A l’heure où on commémore la Première Guerre Mondiale, je me suis penchée sur les survivants et héritiers de la Seconde.
– 2e génération (ce que je n’ai pas dit à mon père), Michael Kichka, BD aux éditions Dargaud.

J’ai commencé avec cette bande dessinée autobiographique d’un fils de déporté juif, mettant plus l’accent sur le poids que ce père a fait porter à ses enfants. Un jour où Michael, enfant, est renversé par une voiture et blessé, son père le rejoint en disant « Qu’est-ce que tu m’as fait? », ramenant le drame à lui. Chose qu’il fait systématiquement, dans le reste du récit, quand ses enfants tentent d’avoir une vie de leur côté.
Une vie… ou une mort : un jour, le frère de Michael se suicide. A la veillée, au lieu d’évoquer le souvenir de ce fils disparu, le père se met soudain à raconter ce qu’il n’avait qu’effleuré jusque là, son expérience dans les camps. Si un psy expliquera ça en disant que ce décès a réveillé en lui des souvenirs dont il a alors voulu se délivrer en les racontant, pour Michael (et moi-même par son regard), cela apparaît comme une ultime négation de ses enfants qui apparaissent comme négligeables par rapport à sa vie à lui.
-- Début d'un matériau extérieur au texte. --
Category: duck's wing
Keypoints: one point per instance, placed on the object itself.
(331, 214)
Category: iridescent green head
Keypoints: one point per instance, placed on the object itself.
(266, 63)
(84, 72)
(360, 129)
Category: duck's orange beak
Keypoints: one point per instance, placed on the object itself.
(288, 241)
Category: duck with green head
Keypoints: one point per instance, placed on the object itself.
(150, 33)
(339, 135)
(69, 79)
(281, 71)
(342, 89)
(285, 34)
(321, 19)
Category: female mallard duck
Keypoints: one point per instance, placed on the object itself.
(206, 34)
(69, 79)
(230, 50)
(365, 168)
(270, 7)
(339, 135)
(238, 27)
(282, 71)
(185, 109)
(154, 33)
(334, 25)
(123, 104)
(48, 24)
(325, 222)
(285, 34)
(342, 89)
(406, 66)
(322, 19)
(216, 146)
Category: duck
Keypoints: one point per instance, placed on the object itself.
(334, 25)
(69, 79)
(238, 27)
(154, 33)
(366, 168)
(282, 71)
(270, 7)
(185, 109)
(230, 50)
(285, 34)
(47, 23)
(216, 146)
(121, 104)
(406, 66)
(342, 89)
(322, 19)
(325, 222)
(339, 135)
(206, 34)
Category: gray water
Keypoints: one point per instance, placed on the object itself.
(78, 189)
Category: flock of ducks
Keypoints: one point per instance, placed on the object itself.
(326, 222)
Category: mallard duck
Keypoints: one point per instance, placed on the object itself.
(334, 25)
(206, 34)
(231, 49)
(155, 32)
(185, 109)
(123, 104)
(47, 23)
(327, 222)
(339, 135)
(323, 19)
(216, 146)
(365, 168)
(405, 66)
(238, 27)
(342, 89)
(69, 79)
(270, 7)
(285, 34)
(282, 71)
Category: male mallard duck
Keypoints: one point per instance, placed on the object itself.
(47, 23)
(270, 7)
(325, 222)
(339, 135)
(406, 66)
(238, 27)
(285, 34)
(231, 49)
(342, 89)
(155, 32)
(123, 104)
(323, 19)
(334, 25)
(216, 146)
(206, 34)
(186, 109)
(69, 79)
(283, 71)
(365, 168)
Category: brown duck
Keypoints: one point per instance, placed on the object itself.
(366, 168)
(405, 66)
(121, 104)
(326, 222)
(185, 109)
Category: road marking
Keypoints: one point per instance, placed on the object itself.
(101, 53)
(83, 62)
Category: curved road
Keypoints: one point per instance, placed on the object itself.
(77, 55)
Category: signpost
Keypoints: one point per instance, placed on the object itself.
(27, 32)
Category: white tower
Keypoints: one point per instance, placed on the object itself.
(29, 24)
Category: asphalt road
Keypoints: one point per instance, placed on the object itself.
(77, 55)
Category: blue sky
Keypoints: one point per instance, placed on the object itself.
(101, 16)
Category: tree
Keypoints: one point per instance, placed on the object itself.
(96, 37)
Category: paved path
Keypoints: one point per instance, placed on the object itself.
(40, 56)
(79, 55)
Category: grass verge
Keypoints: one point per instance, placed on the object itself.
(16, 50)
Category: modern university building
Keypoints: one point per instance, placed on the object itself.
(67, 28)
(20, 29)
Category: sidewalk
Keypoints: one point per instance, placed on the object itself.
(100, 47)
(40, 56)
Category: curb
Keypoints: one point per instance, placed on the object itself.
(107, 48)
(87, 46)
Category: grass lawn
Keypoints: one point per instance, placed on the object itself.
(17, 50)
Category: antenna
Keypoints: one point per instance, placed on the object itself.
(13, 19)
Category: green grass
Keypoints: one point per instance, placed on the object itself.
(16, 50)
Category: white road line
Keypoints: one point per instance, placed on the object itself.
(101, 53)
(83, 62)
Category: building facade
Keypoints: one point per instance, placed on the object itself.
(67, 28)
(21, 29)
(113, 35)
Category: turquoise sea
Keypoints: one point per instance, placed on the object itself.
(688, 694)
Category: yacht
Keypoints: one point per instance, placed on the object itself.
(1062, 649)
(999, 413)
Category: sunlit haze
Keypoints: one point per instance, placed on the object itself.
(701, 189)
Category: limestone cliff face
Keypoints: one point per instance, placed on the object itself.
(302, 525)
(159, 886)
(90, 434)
On trouvait un conflit similaire dans un grand classique, le Maus de Art Spiegelman (publié en France chez Flammarion). Là, c’est l’auteur qui a incité son propre père raconter le ghetto et Auschwitz, pour la mémoire, pour le comprendre et élucider peut-être le suicide de sa mère alors qu’il était adolescent. Son père et sa mère s’étaient connus avant la guerre, et ont réussi tous deux à survivre aux camps et à se retrouver.
Il aborde néanmoins une difficulté inattendue de l’exercice avec un interlocuteur : son père est radin et raciste à l’extrême. Il conserve le moindre clou et va dans les hôtels voisins piquer des pochettes d’allumettes pour éviter d’en payer, mais jette sans lui dire le manteau de son fils adulte qu’il juge trop élimé, l’obligeant à porter à la place une de ses vieilles vestes démodées. Le narrateur a peur de conforter les clichés négatifs sur les juifs en le dépeignant ainsi. Sa femme, goy, imputerait volontiers son avarice aux privations qu’il a subies durant la guerre, mais d’après l’auteur, tous les voisins sont des survivants de la Shoah, et seul son père se comporte ainsi. On serait donc plutôt dans le cas d’un individu dont les épreuves ont peut-être renforcé les travers, mais n’en sont pas responsables.
Constat que je me suis fait également pour 2e génération, parce que le comportement consistant à tout ramener à soi et à ses propres souffrances, au mépris de celles des autres, je l’ai observé chez des gens qui n’avaient rien vécu de comparable aux persécutions nazies. J’ai donc du mal à percevoir le cas du père de Michael Kichka comme uniquement la conséquence de la guerre, même s’il est indéniable qu’un tel traumatisme n’a rien dû arranger. Le statut de victime de leur père rend surtout plus difficile à ses enfants, comme Michael et ses frères et soeurs, de régler leurs comptes d’adulte avec lui (tuer le père comme on dit).
Le narrateur de Maus s’en est mieux tiré, en dépit du suicide de sa mère, peut-être grâce à son entreprise de faire raconter l’horreur à son père. Une façon d’exposer une fois pour toutes l’éléphant dans la pièce, de reconnaître à son père son vécu tout en se faisant sa place d’adulte (et de dessinateur de BD, statut source de discorde) à ses yeux.